The Toolkit for Multi-Variate Analysis (TMVA) comes with a tremendous amount of tools and different methods to try. TMVA accepts the simple TTree structure and in the case of this analysis, the Monte Carlo data came in jet-tree structure. The TTree that you will be using for TMVA must contain variables of the float type (Float_t) and all the variables must contain the same number of entries (as of now, that is the case. I'll have to look into it). Following were the steps taken to achieve this:
  • Grabbed the embedding file (embedding.cc) from Dr. Jim Drachenberg -> /star/u/drach09/Run11/Jets/gluonFF/embedding/embedding

  • Created two separate embedding files; embedding_fortmva_D.C & embedding_fortmva_P.C ->/star/u/rsalinas/embedding_fortmva_D.C & /star/u/rsalinas/embedding_fortmva_P.C

  • Using the TTree::AddFriend() function, I placed both trees in the "same tree" (done in the TMVARegression)

 

The two embedding files are simple and grab the detector and particle level (parton not included). Here are some examples of the variables (10,000 events):
Each plot has 5379 entries
 


 
 

 
TMVA Regression

Once the variables were created, as mentioned above, you must make sure all your variables are present in all the trees you are adding to the factory. My solution to this was to make the trees friends via the TTree::AddFriend() function. If not you will get this error

Error in <TTreeFormula::Compile>: Bad numerical expression :
> "myvariable"
> --- <FATAL> DataSetFactory : Expression myvariable could not
> be resolved to a valid formula.
> ***> abort program execution

Where "myvariable" is the variable you are trying to add to the factory. Once that is done you can go to /star/u/rsalinas and execute the following:

  • make -f makefile.D
  • make -f makfefile.C
    • This creates the binaries necessary for the embedding 
  • ./RUN.sh
    • This runs the embedding binaries for the particle and detector levels
  • The output files should be called "outfilep.root" & "outfiled.root" 
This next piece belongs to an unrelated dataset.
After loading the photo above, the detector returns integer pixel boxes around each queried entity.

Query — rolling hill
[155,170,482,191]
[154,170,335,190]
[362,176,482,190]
Once that is completed, you can run the TMVA regression file via the command:

  • root -l TMVARegression.C\(\"MLP\"\)
    • You can add more methods by separating them w/ commas \(\"LD,MLP,...\"\)
    • Running this is the training aspect of the neural net.

TMVA has a nice GUI that displays how the training went and here are a few results:


  • Re-scaled input variable and regression target 


  • Regression Output 
    • The weight per tree is 1
    • 1000 training events and 4380 testing events
    • Each neuron had an activation function of tanh
  • From this simple example, you can see that there is little disagreement between the regression output and the true value used for testing






  • The norm also shows small deviation


 

  • The network architecture 
    • Two hidden layers consisting of 5 neurons each

Conclusion

While currently it seems to work well, this is a very simple example and will need further study and see how it compares with the unfolding package RooUnfold that is also native to ROOT. This method still yet has to be applied to actual data and will be given as an update to this blog entry.